Machine Learning Framework for CIDER Functionals

This page covers the machine learning framework used to train exchange-correlation functionals in the CIDER formalism, which is built on Gaussian process regression (GPR).

Gaussian Process Regression

Gaussian process regression is a nonparametric, Bayesian statistical learning model. The detailed theory of Gaussian processes can be found in the excellent textbook by Rasmussen and Williams. [1] This section covers the application of Gaussian process regression to functional design. More details on the formalism can be found in Bystrom and Kozinsky[2] and Bystrom et al.[3]

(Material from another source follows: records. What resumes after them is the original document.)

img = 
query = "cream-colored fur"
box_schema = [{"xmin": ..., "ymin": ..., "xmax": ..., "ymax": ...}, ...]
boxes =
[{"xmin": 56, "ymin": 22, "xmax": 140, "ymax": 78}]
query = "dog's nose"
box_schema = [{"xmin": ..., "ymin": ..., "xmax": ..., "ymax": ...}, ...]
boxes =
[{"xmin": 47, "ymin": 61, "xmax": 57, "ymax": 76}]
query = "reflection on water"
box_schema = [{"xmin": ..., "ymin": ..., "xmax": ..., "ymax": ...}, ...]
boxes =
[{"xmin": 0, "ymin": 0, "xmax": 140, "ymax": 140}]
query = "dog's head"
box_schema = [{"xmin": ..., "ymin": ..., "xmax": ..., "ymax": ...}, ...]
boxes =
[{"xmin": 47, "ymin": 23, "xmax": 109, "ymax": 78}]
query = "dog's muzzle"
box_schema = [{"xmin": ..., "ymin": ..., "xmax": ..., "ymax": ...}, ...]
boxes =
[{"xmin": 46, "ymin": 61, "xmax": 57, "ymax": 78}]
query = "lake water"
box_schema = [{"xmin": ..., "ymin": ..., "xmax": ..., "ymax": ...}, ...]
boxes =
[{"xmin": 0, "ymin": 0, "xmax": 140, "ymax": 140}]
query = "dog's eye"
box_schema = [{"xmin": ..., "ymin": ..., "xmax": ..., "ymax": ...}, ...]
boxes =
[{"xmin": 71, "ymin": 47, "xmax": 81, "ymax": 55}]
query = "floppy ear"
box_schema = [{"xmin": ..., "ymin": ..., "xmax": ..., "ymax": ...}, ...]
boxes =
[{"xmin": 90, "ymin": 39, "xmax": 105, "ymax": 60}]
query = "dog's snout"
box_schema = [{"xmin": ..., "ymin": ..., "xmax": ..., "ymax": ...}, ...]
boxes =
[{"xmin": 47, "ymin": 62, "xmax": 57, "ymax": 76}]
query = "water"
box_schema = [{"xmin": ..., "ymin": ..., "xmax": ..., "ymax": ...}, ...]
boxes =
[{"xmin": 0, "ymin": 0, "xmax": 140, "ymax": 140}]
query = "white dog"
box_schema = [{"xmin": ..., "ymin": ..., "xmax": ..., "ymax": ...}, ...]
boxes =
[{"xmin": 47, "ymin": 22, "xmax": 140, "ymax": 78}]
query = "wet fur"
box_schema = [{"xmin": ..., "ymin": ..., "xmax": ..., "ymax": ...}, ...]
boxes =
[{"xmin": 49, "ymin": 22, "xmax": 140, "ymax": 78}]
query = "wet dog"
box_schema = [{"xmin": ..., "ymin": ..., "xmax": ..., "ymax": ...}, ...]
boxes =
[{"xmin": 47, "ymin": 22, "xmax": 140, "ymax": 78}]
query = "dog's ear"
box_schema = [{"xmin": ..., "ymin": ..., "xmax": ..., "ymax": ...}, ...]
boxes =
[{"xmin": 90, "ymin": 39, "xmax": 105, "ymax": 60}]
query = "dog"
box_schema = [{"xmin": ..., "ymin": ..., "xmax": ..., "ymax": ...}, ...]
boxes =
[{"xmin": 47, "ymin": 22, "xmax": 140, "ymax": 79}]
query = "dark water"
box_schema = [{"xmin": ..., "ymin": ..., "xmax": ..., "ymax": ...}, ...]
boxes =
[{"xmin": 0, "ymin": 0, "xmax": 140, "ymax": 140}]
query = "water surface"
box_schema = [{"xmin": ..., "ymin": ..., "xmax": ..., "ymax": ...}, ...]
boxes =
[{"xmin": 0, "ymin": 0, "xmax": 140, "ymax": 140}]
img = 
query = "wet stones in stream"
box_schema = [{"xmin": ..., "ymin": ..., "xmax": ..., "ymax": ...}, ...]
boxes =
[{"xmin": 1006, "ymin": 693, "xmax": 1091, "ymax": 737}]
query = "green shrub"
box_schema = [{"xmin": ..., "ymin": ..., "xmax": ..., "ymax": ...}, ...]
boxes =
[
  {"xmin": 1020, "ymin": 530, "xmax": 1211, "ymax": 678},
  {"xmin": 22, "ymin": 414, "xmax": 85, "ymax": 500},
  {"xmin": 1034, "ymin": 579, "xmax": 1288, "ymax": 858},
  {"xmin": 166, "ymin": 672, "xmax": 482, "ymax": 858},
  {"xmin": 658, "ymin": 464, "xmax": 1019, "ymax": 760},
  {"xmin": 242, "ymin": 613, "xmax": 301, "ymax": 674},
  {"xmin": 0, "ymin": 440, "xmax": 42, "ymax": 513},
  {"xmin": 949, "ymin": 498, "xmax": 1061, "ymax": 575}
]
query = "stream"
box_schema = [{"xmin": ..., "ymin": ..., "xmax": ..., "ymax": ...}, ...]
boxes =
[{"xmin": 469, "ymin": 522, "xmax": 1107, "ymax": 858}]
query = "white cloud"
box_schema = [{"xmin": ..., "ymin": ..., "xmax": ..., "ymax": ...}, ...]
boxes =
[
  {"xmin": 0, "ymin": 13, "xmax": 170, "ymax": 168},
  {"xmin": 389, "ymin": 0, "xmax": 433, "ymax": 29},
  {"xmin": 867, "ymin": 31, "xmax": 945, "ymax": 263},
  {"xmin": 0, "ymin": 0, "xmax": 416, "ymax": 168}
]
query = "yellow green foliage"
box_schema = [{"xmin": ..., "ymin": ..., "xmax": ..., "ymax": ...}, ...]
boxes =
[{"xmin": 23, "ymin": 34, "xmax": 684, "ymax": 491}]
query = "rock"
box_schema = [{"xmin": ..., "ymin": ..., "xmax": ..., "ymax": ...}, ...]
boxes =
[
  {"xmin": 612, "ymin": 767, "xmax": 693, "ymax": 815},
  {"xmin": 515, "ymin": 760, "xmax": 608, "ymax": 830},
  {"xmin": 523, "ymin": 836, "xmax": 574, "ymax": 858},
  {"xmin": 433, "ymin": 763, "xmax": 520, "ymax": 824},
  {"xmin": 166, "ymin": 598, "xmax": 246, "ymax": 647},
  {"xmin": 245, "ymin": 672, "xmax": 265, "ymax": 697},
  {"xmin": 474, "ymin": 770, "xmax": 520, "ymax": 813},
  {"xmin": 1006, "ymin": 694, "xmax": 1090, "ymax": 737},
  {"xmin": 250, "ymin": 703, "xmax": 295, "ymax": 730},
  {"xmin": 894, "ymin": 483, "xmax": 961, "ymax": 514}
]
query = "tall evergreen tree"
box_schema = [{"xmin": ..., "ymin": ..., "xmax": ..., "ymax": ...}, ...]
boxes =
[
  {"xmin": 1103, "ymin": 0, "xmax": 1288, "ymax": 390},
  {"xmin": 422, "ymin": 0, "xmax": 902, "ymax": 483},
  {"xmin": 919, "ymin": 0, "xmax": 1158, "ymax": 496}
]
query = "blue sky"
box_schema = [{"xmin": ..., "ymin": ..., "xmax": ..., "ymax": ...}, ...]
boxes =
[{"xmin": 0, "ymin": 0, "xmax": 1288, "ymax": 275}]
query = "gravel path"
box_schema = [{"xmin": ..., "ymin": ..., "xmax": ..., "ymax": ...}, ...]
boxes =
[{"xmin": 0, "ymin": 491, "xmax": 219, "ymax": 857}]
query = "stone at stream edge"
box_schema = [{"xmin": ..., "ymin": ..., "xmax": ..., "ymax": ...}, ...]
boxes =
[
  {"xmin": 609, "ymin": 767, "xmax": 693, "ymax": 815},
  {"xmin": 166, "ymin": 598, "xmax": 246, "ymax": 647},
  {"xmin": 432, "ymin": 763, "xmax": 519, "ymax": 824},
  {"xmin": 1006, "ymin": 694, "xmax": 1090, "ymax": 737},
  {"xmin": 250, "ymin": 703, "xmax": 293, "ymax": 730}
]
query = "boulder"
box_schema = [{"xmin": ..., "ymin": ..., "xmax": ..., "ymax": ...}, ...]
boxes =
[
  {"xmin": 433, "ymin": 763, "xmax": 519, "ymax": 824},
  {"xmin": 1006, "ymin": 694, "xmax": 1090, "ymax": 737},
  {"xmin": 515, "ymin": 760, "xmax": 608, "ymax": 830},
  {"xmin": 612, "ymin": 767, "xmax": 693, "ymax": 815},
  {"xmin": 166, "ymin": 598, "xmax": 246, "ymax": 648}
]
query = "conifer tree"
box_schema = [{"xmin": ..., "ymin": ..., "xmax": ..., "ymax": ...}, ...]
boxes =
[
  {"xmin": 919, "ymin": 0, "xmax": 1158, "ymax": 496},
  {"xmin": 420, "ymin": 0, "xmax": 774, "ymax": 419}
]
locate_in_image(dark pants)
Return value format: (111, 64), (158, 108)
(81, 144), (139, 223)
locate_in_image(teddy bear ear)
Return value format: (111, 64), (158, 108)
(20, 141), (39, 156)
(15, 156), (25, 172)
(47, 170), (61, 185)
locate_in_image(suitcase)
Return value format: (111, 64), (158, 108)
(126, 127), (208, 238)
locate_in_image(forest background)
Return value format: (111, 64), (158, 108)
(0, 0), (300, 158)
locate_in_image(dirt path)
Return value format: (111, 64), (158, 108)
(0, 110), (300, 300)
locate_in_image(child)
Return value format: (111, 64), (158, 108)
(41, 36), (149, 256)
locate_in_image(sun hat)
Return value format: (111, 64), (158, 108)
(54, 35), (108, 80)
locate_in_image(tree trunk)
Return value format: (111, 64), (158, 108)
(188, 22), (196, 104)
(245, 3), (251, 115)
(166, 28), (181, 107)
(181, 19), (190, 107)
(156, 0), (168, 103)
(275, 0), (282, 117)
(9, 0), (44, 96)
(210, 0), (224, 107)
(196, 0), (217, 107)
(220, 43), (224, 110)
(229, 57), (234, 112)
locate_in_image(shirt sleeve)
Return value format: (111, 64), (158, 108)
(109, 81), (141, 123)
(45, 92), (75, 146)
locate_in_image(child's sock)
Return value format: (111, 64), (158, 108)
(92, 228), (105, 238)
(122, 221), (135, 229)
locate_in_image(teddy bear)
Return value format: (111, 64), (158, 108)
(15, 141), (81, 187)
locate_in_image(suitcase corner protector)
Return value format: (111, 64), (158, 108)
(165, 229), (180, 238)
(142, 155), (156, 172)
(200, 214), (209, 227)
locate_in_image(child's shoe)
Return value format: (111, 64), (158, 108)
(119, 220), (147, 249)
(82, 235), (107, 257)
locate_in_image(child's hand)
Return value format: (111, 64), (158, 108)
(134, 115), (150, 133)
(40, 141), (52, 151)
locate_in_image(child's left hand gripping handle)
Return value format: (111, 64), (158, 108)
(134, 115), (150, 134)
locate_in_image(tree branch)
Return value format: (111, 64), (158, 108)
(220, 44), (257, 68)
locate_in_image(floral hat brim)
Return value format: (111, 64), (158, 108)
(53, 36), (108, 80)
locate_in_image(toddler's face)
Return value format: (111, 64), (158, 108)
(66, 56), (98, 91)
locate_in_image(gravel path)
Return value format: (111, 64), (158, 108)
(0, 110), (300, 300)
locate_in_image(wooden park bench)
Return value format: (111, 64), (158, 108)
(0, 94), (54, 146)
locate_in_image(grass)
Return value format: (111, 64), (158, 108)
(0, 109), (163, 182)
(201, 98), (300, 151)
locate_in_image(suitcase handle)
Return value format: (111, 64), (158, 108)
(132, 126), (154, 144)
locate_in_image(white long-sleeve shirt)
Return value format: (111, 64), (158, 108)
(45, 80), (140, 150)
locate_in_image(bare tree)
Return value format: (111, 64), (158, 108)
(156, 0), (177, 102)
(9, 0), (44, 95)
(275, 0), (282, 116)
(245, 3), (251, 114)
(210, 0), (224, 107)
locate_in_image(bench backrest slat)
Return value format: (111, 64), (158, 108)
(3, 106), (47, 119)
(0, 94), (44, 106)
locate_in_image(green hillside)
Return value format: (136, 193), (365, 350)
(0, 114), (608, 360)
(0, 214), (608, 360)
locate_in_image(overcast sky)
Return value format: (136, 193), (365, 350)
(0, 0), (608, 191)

Consider the problem of learning some function \(f(\mathbf{x})\), with \(\mathbf{x}\) being a feature vector of independent variables. Let \(\mathbf{X}\) be a feature matrix, where each row \(\mathbf{x}_i\) is the feature vector for training point \(i\), and let \(\mathbf{y}\) be a target vector, where each element \(y_i\) is the observed value of the target function for training point \(i\). Then, there are two key components necessary to construct a Gaussian process regression for \(f(\mathbf{x})\). The first is the covariance kernel \(k(\mathbf{x}, \mathbf{x}')\), which defines the covariance between the values of the predictive function for two points, i.e. \(k(\mathbf{x}, \mathbf{x}')=\text{Cov}(f(\mathbf{x}), f(\mathbf{x}'))\). The matrix of covariances between training points is denoted \(\mathbf{K}\) with matrix elements \(K_{ij}=k(\mathbf{x}_i, \mathbf{x}_j)\). The second is the noise labels \(\sigma_i\), indicating the estimated prior uncertainty on each training observation \(i\). We will denote the diagonal matrix whose entries are the noise covariances \({\sigma_i^{}}^2\) as \(\boldsymbol{\Sigma}_\text{noise}\). Using these components, the predictive function for a test point \(\mathbf{x}_*\) takes the form [1]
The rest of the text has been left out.